401K


The Urus Inc. retirement savings plan is administered by TransAmerica. The plan allows for Roth and pre-tax deferrals, offering the flexibility to adjust your contribution percentage and source at any time. These changes can be updated in your ADP portal. Some of the highlights of our plan include:

  • Contribution Flexibility:  The 2024 IRS annual limit on 401k contributions is $23,000 with an additional $7,500 for those individuals over the age of 50. The total amount of combined Roth and pre-tax contributions cannot exceed the annual limit. Unlike Roth IRA rules, company-sponsored plans allow you to save up to $19,000 as Roth deferrals, regardless of annual income amounts. Contributions made prior to date of hire at Urus Inc. are your responsibility to consider as you defer into the Urus Inc. 401k plan. Any contributions that exceed the annual limit will be returned to you in the following calendar year. The investment gains and losses do not incur any tax liability in the Roth account, but pre-tax contributions and investment gains are taxed upon withdrawal. Any withdrawal prior to the normal retirement age as established in the plan document (65) incurs a 10% early withdrawal penalty.  
  • Investment Flexibility: Within the 401k plan, you can select a variety of investments to achieve individual savings goals. The investments in the core lineup of funds do not impose sales charges, and are intended to provide several low-cost options.
  • Loans: If you need to borrow money, for any reason, you can take a loan from your vested balance.  You can borrow 50%  of your  account balance with a maximum limit of $50,000. Loans are paid back with after-tax dollars with an additional interest charge that is paid back into your account. .
  • Rollovers: The plan will accept amounts directly/indirectly rolled over from the prior plan to this plan including Roth Deferrals and Nondeductible Employee Contributions if the prior plan was a qualified retirement plan, 403b annuity plan, Traditional IRA or a government 457 plan.

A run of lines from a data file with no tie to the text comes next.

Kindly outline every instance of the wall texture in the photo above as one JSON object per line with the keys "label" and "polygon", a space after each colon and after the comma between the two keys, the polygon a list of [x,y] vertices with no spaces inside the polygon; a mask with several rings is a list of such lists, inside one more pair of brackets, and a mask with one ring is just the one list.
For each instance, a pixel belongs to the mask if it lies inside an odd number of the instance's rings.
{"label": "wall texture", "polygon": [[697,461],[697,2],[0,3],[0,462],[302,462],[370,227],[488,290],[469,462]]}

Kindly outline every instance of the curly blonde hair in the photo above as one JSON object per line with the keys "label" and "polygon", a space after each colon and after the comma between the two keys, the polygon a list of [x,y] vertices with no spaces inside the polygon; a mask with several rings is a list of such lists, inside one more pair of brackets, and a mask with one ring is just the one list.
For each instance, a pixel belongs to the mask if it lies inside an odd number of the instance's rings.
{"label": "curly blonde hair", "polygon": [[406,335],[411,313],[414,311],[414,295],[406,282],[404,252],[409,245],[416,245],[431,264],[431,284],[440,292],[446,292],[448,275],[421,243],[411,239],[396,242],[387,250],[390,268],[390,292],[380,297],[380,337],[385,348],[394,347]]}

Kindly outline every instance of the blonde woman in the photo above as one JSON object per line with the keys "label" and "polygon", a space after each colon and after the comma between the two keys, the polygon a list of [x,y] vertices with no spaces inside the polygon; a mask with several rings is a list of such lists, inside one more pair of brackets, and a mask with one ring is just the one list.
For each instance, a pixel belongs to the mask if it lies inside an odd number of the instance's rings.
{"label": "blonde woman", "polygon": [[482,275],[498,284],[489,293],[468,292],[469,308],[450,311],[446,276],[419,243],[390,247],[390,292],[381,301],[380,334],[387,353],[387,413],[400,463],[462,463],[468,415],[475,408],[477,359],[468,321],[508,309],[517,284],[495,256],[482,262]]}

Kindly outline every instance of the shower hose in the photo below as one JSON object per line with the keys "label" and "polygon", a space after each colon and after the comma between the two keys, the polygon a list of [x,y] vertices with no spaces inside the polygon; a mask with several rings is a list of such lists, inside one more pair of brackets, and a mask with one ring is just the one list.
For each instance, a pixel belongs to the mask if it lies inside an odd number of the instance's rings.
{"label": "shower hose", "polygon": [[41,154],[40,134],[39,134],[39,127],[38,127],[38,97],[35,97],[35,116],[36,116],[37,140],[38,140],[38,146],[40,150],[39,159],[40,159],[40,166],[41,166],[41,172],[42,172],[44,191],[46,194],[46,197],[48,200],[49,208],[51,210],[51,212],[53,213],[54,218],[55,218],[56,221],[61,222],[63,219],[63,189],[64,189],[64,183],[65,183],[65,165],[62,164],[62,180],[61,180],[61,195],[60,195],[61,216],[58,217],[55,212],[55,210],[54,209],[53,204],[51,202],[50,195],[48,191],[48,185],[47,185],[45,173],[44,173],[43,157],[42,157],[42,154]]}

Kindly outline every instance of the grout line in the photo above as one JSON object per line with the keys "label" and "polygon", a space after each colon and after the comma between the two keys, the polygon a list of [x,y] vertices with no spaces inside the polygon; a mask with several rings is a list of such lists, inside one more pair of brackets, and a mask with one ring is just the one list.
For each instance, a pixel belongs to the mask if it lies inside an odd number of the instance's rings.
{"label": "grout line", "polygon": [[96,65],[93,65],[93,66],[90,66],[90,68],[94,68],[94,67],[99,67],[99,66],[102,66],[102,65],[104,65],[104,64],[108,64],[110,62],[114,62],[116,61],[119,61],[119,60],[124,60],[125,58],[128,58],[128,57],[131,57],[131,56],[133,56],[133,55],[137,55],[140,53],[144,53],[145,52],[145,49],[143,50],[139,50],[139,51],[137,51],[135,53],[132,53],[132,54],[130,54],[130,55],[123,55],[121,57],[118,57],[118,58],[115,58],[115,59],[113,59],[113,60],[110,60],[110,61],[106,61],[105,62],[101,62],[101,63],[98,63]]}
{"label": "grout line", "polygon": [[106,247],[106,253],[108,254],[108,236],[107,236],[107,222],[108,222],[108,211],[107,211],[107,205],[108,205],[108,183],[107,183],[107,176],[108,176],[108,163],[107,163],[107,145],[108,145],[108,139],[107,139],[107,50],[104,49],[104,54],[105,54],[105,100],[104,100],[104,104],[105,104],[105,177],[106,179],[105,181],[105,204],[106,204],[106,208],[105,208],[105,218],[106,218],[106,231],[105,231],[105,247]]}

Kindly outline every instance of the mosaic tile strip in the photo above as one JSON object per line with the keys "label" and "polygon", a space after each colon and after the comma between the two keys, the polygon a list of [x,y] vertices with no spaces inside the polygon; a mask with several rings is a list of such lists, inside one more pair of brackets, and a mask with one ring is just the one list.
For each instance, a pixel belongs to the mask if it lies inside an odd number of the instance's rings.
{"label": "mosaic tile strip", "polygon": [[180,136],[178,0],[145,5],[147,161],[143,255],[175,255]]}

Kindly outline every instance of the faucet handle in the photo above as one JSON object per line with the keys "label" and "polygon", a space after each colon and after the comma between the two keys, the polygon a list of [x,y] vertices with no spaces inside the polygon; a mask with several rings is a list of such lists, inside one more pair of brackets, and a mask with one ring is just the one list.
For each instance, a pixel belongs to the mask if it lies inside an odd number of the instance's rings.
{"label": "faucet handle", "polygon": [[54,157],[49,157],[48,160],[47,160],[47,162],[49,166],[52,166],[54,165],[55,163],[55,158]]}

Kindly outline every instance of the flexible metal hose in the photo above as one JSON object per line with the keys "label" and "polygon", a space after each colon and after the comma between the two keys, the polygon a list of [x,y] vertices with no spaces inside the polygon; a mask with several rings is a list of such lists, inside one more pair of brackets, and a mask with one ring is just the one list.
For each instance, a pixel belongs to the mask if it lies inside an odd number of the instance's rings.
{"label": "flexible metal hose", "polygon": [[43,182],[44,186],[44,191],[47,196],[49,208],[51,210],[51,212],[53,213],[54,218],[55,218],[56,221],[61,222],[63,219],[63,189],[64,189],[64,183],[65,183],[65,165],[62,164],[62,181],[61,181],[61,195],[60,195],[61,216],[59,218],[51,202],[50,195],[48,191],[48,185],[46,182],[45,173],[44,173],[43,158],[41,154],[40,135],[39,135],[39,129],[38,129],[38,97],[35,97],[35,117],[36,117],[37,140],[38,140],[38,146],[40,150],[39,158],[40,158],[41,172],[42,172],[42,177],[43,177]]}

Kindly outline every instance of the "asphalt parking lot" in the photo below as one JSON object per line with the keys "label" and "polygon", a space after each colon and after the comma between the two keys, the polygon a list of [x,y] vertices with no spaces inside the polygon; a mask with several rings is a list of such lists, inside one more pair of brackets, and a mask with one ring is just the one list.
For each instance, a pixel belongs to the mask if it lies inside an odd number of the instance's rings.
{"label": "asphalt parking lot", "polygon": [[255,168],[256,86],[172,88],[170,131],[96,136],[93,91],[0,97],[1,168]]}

  • Hardship: If you have a financial hardship, you may take a distribution from your pre-tax, Roth, or Matching Contributions. The types of expenses that qualify for hardship distribution include unreimbursed medical expenses for you, your spouse, or your dependents; payment to purchase your principal residence; post-secondary tuition and education-related expenses for you, your spouse, or your dependents; payments to prevent eviction from your principal residence; funeral expenses for your parent, your spouse, or your dependent; payments to repair your principal residence that would qualify for a casualty loss deduction.